Soupçons d’emplois fictifs : Penelope Fillon mise en examen

L’épouse du candidat de la droite était convoquée par les juges d’instruction mardi. Elle a été notamment mise en examen pour « complicité et recel de détournement de fonds publics ».


Soupçons d’emplois fictifs : Penelope Fillon mise en examen
Après François Fillon, c’est au tour de son épouse, Penelope, d’être mise en examen, mardi 28 mars, par les juges d’instruction pour « complicité et recel de détournement de fonds publics, complicité et recel d’abus de bien sociaux et recel d’escroquerie aggravée ».

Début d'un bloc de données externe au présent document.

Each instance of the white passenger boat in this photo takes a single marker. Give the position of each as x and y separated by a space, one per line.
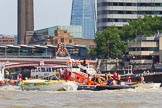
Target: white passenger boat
48 85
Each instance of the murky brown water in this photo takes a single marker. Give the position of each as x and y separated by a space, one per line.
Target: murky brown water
130 98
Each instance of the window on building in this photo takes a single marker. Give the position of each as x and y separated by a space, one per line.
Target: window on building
62 39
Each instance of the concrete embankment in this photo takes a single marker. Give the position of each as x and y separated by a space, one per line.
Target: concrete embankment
149 77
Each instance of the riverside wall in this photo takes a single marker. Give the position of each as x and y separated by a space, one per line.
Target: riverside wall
152 77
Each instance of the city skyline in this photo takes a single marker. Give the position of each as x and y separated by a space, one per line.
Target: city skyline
46 14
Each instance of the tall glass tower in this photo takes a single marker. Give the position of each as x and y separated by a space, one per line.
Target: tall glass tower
83 13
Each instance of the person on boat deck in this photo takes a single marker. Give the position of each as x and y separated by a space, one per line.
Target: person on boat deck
110 80
58 73
142 78
128 79
62 71
19 77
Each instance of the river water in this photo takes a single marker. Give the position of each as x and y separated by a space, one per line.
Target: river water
128 98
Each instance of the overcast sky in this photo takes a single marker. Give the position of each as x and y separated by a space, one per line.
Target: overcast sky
47 13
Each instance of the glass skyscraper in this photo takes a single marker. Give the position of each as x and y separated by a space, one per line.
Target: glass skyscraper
83 13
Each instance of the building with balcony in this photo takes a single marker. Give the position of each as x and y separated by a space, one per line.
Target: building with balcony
83 13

Les magistrats, saisis par le Parquet national financier fin février, ont cherché à savoir si Mme Fillon avait bien travaillé lorsqu’elle était employée par son époux, puis par le suppléant de ce dernier, Marc Joulaud, comme assistante parlementaire entre 1986 et 2013. Ce dernier a d’ailleurs également été mis en examen vendredi.

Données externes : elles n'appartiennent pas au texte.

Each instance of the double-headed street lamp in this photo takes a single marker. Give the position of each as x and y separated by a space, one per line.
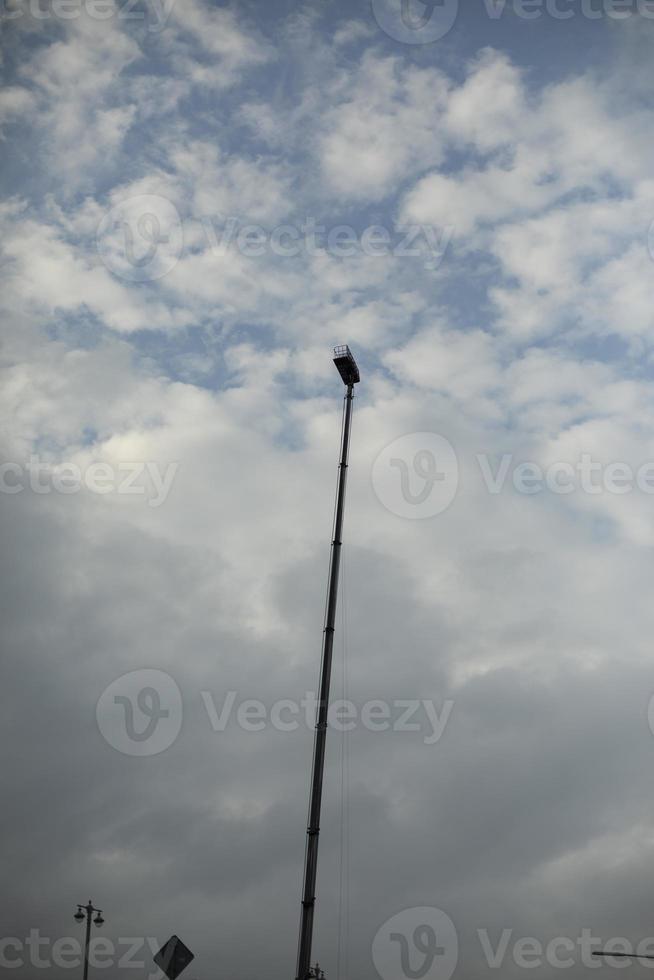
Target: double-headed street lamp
86 912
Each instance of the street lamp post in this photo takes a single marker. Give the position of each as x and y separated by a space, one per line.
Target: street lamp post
86 911
349 372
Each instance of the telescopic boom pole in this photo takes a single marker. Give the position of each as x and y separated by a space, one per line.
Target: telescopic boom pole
349 372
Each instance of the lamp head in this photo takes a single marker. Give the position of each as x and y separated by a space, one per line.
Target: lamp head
347 366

Lors de son audition par la police judiciaire, Penelope Fillon a détaillé son activité auprès de son époux. : « Je lui préparais des fiches », « il m’arrivait de le représenter » dans des manifestations culturelles, a-t-elle notamment affirmé, selon des informations du Monde.

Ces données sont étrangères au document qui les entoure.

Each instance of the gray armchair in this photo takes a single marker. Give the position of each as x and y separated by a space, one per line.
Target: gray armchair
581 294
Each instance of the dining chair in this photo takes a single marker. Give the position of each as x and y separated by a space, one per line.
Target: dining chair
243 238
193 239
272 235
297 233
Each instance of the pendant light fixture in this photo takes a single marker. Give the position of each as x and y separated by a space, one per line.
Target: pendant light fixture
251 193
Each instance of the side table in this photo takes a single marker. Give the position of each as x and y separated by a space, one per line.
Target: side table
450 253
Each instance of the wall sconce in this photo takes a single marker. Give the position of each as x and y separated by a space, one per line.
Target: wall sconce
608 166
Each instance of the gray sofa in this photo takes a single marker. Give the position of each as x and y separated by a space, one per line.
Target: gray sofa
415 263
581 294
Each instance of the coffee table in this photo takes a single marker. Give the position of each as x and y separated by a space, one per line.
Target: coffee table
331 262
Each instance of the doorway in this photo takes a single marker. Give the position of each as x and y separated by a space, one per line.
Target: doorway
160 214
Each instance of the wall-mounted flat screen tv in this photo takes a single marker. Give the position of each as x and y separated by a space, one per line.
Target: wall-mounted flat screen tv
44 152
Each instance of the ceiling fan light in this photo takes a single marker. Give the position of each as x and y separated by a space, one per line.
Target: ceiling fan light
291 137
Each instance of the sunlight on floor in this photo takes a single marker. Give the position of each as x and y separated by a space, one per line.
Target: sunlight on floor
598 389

Soupçons d’emplois fictifs à « la Revue des deux mondes »

Le Journal du dimanche a également publié, dimanche, son système de défense dans les locaux du Groupe d’intervention régional à Versailles. Sur l’emploi auprès de son mari, elle affirme qu’elle s’occupait « du courrier arrivant à notre domicile, demandes d’administrés, problèmes personnels de gens en difficulté, sollicitations diverses ». Elle aurait rédigé aussi des « fiches et des mémos » pour M. Fillon concernant des manifestations locales.

Des soupçons d’emplois fictifs pèsent également sur ses missions au sein de la Revue des deux mondes entre mai 2012 et décembre 2013. Pour Michel Crépu, qui dirigeait à l’époque la revue littéraire, l’épouse de François Fillon « a bien signé deux ou peut-être trois notes de lecture », mais « à aucun moment (…) je n’ai eu la moindre trace de ce qui pourrait ressembler à un travail de conseiller littéraire ». Selon le propriétaire de la revue, et proche de M. Fillon, Marc Ladreit de Lacharrière, l’épouse de l’ancien premier ministre avait également un rôle de conseiller auprès de lui.